What you can do is reframe that trigger, that stress response. Just like Olympic athletes who can reprogram their minds to identity nervousness as excitement and use it to their advantage, you can do the same for stress. Apparently, your mind is like a genie, anything you wish or imagine it can materialize. If you convince your mind that stress isn’t a bad thing but instead there to support you then your physiological response changes.
Imagine my surprise when I discovered research that showed that the fear of stress is the real killer than stress itself. Researchers at the University of Wisconsin-Madison asked almost 29,000 people to rate their level of stress. They found that people who reported having high levels of stress and who believed stress had a large impact on their health had a whopping 43% increased risk of death. While the people who did not view stress as evil but did have a stressful life were among the least likely to die. So if you convince yourself that you are not stressed but primed to take better decisions or face that challenge, the body becomes responsive to happy hormone Oxytocin which is also released during stress along with adrenaline.
This helps transform stress into courage, and no one gets fat or sick due to a lot of courage. So next time you feel stressed tell yourself that you’re not stressed but primed to tack massive transforming action. Remind yourself that your heart is beating so that your body gets more oxygen to do what needs to be done effortlessly. Fill yourself with gratitude knowing that while the world may look like it’s at odds with you, your body is right here to help you and support you in anyway that it can. That last thought always gets me so warm and fuzzy inside that somehow that delicious steaming hot crispy samosa doesn’t look all that appetizing.
This Ted talk by Kelly McGonigal, health psychologist and lecturer at Stanford University is a good talk to help start with the reprograming. She goes further to say that oxytocin helps us bond socially, makes us reach out to those who might be in the same situation as us, brings out our humanity. Just viewing stress differently makes our blood vessels stay normal and prevents constriction. Essentially the difference between suffering from cardiovascular diseases due to prolonged stress and staying courageous is thinking differently.
So if you want to lose weight fast, then think differently, call food your friend. Check your negative self-talk when it comes to food, do you complain that you always put on weight? Are you that big-boned chubby thing? Are you someone who just can’t resist food? Is exercise hard and boring? What you believe will be, if you keep moaning that you can’t lose weight then you most certainly will not.
Start with positive affirmations, I love healthy food, I love being fit, I am drawn to things that are good for me. Take on the identity of that fit and the ideal person you have in mind. Psychologists say that you eventually sink to the level of your identity. You may go on that crushing keto diet and lose that weight only to put it back on if your identity is that of someone who is fat. Redefine who you are. You need to start seeing yourself differently before reality catches up with you.

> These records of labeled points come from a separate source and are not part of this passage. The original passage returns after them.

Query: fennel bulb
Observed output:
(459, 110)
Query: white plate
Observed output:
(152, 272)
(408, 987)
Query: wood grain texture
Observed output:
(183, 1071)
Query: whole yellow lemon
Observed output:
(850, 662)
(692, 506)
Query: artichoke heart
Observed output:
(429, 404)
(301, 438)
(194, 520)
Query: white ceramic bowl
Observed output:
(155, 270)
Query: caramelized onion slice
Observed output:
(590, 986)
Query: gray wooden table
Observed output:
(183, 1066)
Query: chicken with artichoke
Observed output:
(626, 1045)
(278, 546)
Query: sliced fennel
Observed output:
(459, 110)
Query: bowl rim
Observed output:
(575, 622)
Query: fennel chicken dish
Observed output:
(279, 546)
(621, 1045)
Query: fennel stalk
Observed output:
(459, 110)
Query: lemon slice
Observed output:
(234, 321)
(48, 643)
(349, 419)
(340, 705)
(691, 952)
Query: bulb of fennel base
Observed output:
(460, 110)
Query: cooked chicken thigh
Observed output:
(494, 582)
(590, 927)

If just believing that stress is bad for you can kill you 43 times faster then how much more damage is caused by your belief about fat, weight, and all your negative self-talk put together. Harvard psychologist Ellen Langer and Alia J. Crum, a student, were apparently able to lower the blood pressure, weight and improve their body-fat and “waist to hip” ratios of 44 hotel maid’s by just casually remarking to them that given the work they did in the hotel they must be really fit. Read more.
Want to lose weight fast? Talk yourself fit and healthy. You are what you think you are, redefine your identity.